How can I compare two Arrays in Swift and mutate one of the arrays if two Items are the same

I want to compare two Arrays with each other, that means each single item of them.
I need to run some code if two items in this arrays are the same.
I've done that so far with two For-Loops, but someone in the comments says that's not that good (because I get an Error too.
Has anybody an Idea which Code I can use to reach that?
Btw: That's the code I used before:
var index = 0
for Item1 in Array1 {
for Item2 in Array2 {
if (Item1 == Item2) {
// Here I want to put some code if the items are the same
}
}
// Index is in this case the counter which counts on which place in the Array1 I am.
index += 1
}
Okay I'll try again to describe what I mean:
I want to compare two Arrays. If there are some Items the same, I want to delete that Item from Array A / Array 1.
Okay if that is working, I want to add a few more statements that alow me to delete a Item only if an parameter of this item has a special worth, but I think I can do this step alone.
If you want to compare items from different array you need to add Equatable protocol for your Item
For example:
struct Item: Equatable {
let name: String
static func ==(l: Item, r: Item) -> Bool {
return l.name == r.name
}
}
You need to decide by which attributes you want to compare your Item. In my case I compare by name.
let array1: [Item] = [
.init(name: "John"),
.init(name: "Jack"),
.init(name: "Soer"),
.init(name: "Kate")
]
let array2: [Item] = [
.init(name: "John"),
]
for item1 in array1 {
if array2.contains(item1) {
// Array 2 contains item from the array1 and you can perform your code.
}
}
If you want to support this
Okay I'll try again to describe what I mean: I want to compare two
Arrays. If there are some Items the same, I want to delete that Item
from Array A / Array 1. Okay if that is working, I want to add a few
more statements that alow me to delete a Item only if an parameter of
this item has a special worth, but I think I can do this step alone.
I guess it can fit for you
You need to make your array1 mutable
var array1: [Item] = ...
Filter the array1 like this
let filteredArray1 = array1.filter { (item) -> Bool in
return !array2.contains(item)
}
And redefine your array1 with filtered array.
array1 = filteredArray1
Let me know it it works for you.
var itemsToRemove = array1.filter { array2.contains($0) }
for item in itemsToRemove {
if let i = array1.firstIndex(of: item) {
// run your conditional code here.
array1.remove(at: i)
}
}
Update
The question has been restated that elements are to be removed from one of the arrays.
You don't provide the actual code where you get the index out of bounds error, but it's almost certainly because you don't account for having removed elements when using the index, so you're probably indexing into a region that was valid at the start, but isn't anymore.
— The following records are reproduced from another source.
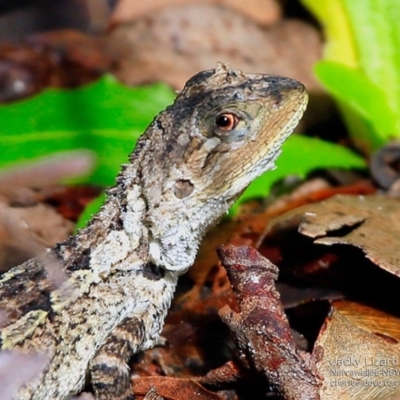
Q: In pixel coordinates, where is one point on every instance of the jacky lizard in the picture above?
(224, 129)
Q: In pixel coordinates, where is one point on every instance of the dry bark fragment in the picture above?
(261, 329)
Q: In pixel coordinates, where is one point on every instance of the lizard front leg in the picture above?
(109, 370)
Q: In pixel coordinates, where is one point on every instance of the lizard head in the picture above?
(224, 129)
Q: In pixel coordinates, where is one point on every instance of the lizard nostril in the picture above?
(183, 188)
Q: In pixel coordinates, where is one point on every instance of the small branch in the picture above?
(261, 329)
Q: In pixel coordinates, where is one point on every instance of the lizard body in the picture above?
(119, 273)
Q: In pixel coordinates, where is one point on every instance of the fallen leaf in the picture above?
(371, 223)
(172, 388)
(358, 349)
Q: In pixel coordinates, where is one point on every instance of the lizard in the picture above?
(223, 130)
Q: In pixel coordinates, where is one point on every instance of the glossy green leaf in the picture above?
(364, 37)
(354, 89)
(300, 156)
(106, 117)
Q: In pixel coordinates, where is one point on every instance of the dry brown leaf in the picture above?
(371, 223)
(359, 353)
(172, 388)
(25, 232)
(177, 41)
(264, 12)
(17, 369)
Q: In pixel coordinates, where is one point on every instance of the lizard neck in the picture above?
(117, 238)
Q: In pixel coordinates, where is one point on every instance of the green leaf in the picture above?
(106, 117)
(300, 156)
(363, 35)
(354, 89)
(376, 28)
(340, 46)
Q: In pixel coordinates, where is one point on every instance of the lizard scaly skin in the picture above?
(224, 129)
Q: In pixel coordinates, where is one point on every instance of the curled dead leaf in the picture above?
(371, 223)
(358, 350)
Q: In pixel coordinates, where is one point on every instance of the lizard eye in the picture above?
(226, 122)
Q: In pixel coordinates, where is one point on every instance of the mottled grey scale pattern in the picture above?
(117, 276)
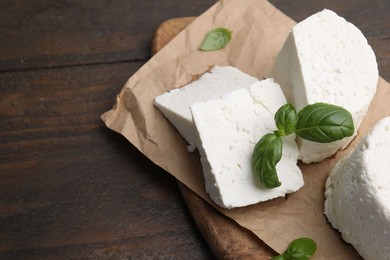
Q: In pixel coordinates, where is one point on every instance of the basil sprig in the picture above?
(319, 122)
(216, 39)
(299, 249)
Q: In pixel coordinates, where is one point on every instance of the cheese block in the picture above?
(228, 129)
(175, 104)
(327, 59)
(358, 194)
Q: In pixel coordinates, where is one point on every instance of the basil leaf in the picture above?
(278, 257)
(266, 154)
(216, 39)
(324, 123)
(286, 119)
(300, 249)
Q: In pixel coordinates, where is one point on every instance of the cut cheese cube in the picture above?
(358, 194)
(175, 104)
(228, 129)
(327, 59)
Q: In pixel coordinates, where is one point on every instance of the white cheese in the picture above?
(228, 129)
(175, 104)
(327, 59)
(358, 194)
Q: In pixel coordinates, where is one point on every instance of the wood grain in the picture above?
(69, 187)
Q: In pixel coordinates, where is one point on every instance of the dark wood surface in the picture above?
(69, 187)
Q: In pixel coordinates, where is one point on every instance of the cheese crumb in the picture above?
(358, 194)
(175, 104)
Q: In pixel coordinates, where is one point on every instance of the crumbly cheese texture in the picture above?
(358, 194)
(228, 129)
(175, 104)
(327, 59)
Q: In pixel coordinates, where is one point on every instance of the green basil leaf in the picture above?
(324, 123)
(267, 153)
(216, 39)
(300, 249)
(278, 257)
(286, 119)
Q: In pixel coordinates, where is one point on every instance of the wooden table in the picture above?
(70, 187)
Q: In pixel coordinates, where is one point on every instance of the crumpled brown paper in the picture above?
(259, 31)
My first advice is don't do the actual removal inside the search loop. There is a solution to achieve the same result, which I'll give, but apart from having to be very careful about indexing into the shortened array, there is also a performance issue: Every deletion requires Array to shift all the later elements down one. That means that every deletion is an O(n) operation, which makes an the overall algorithim O(n^3).
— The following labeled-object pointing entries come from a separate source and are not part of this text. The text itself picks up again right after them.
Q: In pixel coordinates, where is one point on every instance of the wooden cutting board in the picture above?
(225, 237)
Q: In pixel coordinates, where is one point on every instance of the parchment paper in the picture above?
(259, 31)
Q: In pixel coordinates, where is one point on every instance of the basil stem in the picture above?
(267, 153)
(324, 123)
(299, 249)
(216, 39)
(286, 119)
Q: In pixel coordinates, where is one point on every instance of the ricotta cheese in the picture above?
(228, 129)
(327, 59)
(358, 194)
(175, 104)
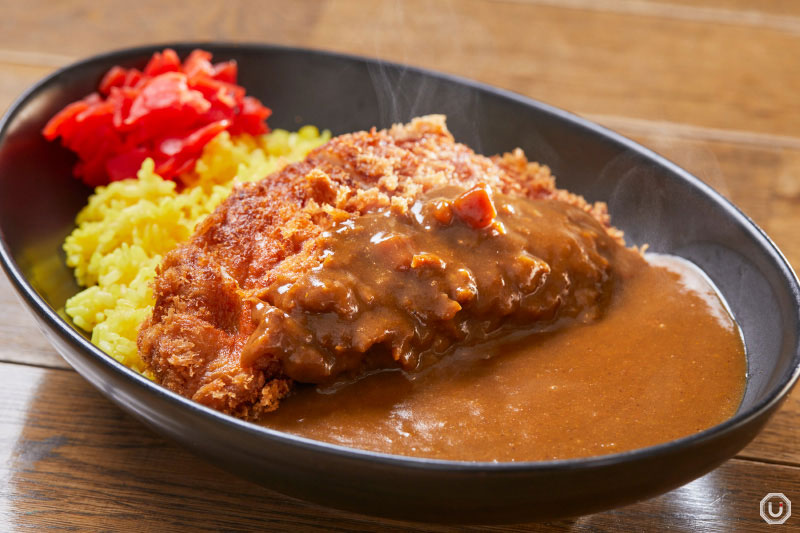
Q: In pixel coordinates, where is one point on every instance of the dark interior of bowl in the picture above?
(653, 201)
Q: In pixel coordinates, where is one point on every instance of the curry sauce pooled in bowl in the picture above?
(396, 292)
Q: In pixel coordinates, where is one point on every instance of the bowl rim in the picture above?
(71, 336)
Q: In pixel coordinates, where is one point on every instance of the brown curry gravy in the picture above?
(665, 360)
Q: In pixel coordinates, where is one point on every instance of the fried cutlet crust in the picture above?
(203, 290)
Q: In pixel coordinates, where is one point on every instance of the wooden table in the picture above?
(713, 85)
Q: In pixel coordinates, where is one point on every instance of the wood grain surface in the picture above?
(713, 85)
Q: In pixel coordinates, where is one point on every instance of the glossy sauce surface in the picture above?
(666, 360)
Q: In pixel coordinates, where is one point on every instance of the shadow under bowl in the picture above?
(651, 199)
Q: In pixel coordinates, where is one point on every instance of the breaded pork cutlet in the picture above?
(210, 334)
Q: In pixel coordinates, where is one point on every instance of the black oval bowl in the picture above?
(650, 198)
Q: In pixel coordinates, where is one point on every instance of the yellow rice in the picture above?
(128, 226)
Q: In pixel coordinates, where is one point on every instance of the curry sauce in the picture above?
(627, 353)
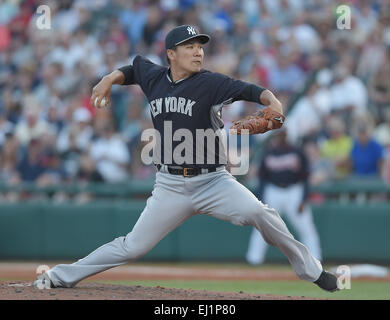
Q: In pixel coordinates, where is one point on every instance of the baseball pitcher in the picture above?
(189, 98)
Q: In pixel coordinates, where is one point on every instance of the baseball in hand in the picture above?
(102, 103)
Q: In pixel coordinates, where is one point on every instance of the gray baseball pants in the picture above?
(174, 200)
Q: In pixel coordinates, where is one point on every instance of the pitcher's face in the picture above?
(189, 56)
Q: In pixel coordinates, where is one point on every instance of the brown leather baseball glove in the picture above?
(262, 121)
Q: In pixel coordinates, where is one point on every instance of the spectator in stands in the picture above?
(348, 93)
(286, 76)
(5, 128)
(379, 88)
(305, 119)
(366, 154)
(32, 165)
(74, 139)
(321, 169)
(382, 131)
(111, 154)
(33, 125)
(337, 147)
(9, 157)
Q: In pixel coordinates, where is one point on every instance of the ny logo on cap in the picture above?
(191, 30)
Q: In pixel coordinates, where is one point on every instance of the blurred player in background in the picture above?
(283, 178)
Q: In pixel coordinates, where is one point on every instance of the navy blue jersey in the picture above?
(193, 103)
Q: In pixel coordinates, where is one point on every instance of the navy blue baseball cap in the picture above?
(183, 33)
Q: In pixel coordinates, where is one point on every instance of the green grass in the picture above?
(360, 290)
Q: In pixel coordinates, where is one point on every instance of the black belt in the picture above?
(187, 172)
(282, 185)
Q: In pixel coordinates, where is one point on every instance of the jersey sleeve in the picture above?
(226, 88)
(145, 73)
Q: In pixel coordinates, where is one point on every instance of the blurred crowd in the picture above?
(49, 132)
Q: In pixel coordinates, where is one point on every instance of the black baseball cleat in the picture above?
(327, 281)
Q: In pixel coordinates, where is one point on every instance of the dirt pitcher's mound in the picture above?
(16, 290)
So what do you do instead? The simplest method is to create a new array containing only the elements you wish to keep. For example, let's say you want to remove from array1 all elements that are also in array2:
array1 = array1.filter { !array2.contains($0) }
I should note that one of the reasons I kept my original answer below is because you can use those methods to replace array2.contains($0) to achieve better performance in some cases, and the original answer describes those cases and how to achieve it.
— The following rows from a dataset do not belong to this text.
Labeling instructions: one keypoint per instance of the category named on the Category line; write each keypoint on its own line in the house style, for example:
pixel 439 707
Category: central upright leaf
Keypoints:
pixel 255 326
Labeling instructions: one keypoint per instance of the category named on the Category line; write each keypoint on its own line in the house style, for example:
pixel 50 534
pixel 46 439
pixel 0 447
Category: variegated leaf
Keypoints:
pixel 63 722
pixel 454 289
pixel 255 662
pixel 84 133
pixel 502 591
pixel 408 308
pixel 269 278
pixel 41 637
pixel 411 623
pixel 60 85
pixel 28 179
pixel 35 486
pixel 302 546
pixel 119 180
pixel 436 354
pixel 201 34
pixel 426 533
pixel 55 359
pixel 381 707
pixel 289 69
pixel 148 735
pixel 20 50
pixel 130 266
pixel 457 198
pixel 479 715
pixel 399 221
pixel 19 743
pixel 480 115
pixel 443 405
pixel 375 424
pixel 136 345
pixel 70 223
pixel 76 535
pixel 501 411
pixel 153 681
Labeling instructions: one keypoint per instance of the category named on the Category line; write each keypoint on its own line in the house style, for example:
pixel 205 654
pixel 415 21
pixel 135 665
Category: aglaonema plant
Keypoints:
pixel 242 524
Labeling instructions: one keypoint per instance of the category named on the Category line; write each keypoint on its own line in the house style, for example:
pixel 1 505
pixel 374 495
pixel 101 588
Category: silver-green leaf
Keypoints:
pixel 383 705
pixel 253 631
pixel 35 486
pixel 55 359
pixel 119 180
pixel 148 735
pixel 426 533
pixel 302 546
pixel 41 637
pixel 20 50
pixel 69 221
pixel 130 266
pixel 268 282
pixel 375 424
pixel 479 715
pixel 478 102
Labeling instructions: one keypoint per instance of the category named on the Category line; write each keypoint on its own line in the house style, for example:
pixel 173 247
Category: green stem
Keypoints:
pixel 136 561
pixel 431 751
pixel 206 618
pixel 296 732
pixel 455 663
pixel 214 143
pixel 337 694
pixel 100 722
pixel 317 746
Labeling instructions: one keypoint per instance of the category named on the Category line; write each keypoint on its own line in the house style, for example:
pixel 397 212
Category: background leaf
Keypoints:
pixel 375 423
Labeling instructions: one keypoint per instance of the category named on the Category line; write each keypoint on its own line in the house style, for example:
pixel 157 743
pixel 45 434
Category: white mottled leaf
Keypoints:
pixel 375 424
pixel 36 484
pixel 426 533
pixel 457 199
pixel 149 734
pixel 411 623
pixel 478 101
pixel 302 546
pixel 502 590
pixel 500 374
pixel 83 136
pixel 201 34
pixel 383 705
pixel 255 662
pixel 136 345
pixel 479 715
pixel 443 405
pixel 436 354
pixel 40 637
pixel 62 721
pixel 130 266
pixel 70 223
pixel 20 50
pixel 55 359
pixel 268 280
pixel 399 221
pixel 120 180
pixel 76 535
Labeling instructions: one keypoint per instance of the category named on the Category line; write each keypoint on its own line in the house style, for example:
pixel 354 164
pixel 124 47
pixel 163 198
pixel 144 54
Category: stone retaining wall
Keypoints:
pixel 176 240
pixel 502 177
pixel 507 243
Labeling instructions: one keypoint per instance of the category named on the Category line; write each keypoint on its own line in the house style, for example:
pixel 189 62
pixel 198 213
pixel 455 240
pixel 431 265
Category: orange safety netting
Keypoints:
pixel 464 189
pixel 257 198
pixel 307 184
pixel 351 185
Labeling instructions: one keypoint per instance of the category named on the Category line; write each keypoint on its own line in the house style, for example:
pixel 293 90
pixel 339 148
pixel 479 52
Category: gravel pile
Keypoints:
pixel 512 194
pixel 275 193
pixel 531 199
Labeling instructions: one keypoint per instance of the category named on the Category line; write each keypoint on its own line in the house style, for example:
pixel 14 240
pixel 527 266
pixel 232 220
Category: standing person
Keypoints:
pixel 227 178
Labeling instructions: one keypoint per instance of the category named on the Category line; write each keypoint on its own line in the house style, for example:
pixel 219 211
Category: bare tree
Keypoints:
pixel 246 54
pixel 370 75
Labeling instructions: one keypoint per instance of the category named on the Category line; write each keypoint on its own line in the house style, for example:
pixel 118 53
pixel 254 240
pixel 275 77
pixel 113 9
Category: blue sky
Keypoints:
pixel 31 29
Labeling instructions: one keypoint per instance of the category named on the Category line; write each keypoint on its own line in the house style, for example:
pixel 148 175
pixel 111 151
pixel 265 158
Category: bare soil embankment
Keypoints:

Also even though the closure is used to determine whether or not to keep the element, so it has to return a Bool, there is nothing that prevents you from putting additional code in it to do any other work you might want to:
array1 = array1.filter
{
if array2.contains($0)
{
doSomething(with: $0)
return false // don't keep this element
}
return true
}
The same applies to all of the closures below.
You could just use the removeAll(where:) method of Array.
array1.removeAll { array2.contains($0) }
In this case, if the closure returns true, it means "remove this element" which is the opposite sense of the closure used in filter, so you have to take that into account if you do additional work in it.
I haven't looked up how the Swift library implements removeAll(where:) but I'm assuming it does its job the efficient way rather than the naive way. If you find the performance isn't all that good you could roll your own version.
extension Array where Element: Equatable
{
mutating func efficientRemoveAll(where condition: (Element) -> Bool)
{
guard count > 0 else { return }
var i = startIndex
var iEnd = endIndex
while i < iEnd
{
if condition(self[i])
{
iEnd -= 1
swapAt(i, iEnd)
continue // note: skips incrementing i,iEnd has been decremented
}
i += 1
}
removeLast(endIndex - iEnd)
}
}
array1.efficientRemoveAll { array2.contains($0) }
Instead of actually removing the elements inside the loop, this works by swapping them with the end element, and handling when to increment appropriately. This collects the elements to be removed at the end, where they can be removed in one go after the loop finishes. So the deletion is just one O(n) pass at the end, which avoids increasing the algorithmic complexity that removing inside the loop would entail.
Because of the swapping with the current "end" element, this method doesn't preserve the relative order of the elements in the mutating array.
If you want to preserve the order you can do it like this:
extension Array where Element: Equatable
{
mutating func orderPreservingRemoveAll(where condition: (Element) -> Bool)
{
guard count > 0 else { return }
var i = startIndex
var j = i
repeat
{
swapAt(i, j)
if !condition(self[i]) { i += 1 }
j += 1
} while j != endIndex
removeLast(endIndex - i)
}
}
array1.orderPreservingRemoveAll { array2.contains($0) }
If I had to make a bet, this would be very close to how standard Swift's removeAll(where:) for Array is implemented. It keeps two indices, one for the current last element to be kept, i, and one for the next element to be examined, j. This has the effect of accumulating elements to be removed at the end (those past i).
Original answer
The previous solutions are fine for small (yet still surprisingly large) arrays, but they are O(n^2) solutions.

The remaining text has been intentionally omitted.